Mexico City, April 29th, 2021 – Terrafina® (“TERRA” or “the Company”) (BMV: TERRA13), a leading Mexican industrial real estate investment trust (“FIBRA”), externally advised by PGIM Real Estate and dedicated to the acquisition, development, leasing and management of industrial real estate properties in Mexico, announced today its first quarter 2021 (1Q21) earnings results.
The figures in this report have been prepared in accordance with International Financial Report Standards (“IFRS”). Figures presented in this report are expressed in millions of Mexican pesos and millions of U.S. dollars, unless stated otherwise. Additionally, figures may vary due to rounding.
Operating and Financial Highlights as of March 31st, 2021
- As of March 31st, 2021, the occupancy rate was 94.6%, a 150 basis point decrease compared to the first quarter of 2020 (1Q20).
- Renewal rate for 1Q21 was 83.2%.
- 1Q21 annualized average leasing rate per square foot was US$5.30, a 2.1% or US$0.11 increase compared to 1Q20.
- In 1Q21, Terrafina reported a total of 39.2 million square feet (msf) of Gross Leasable Area (GLA) comprised of 274 properties and 296 tenants.

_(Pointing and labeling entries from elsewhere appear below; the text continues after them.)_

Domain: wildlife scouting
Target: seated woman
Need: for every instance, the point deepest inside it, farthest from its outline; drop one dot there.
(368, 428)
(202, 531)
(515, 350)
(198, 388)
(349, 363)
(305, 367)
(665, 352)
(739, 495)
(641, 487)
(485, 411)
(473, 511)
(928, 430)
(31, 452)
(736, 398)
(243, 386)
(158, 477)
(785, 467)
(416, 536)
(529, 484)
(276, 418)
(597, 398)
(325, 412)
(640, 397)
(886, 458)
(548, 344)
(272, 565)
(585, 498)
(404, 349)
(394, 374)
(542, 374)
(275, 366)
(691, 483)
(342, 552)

- 1Q21 leasing activity reached 2.4 msf, of which 13.5% corresponded to new leases, 63.0% to lease renewals and 23.5% to early renewals. Leasing activity was concentrated in the Cuatitlán Izcalli, Toluca, Ciudad Juárez, Chihuahua, Silao, Gómez Palacio, Saltillo, Derramadero, Monterrey, Ramos Arizpe, Durango, Irapuato, Querétaro, Guadalajara, and San Luis Potosí markets.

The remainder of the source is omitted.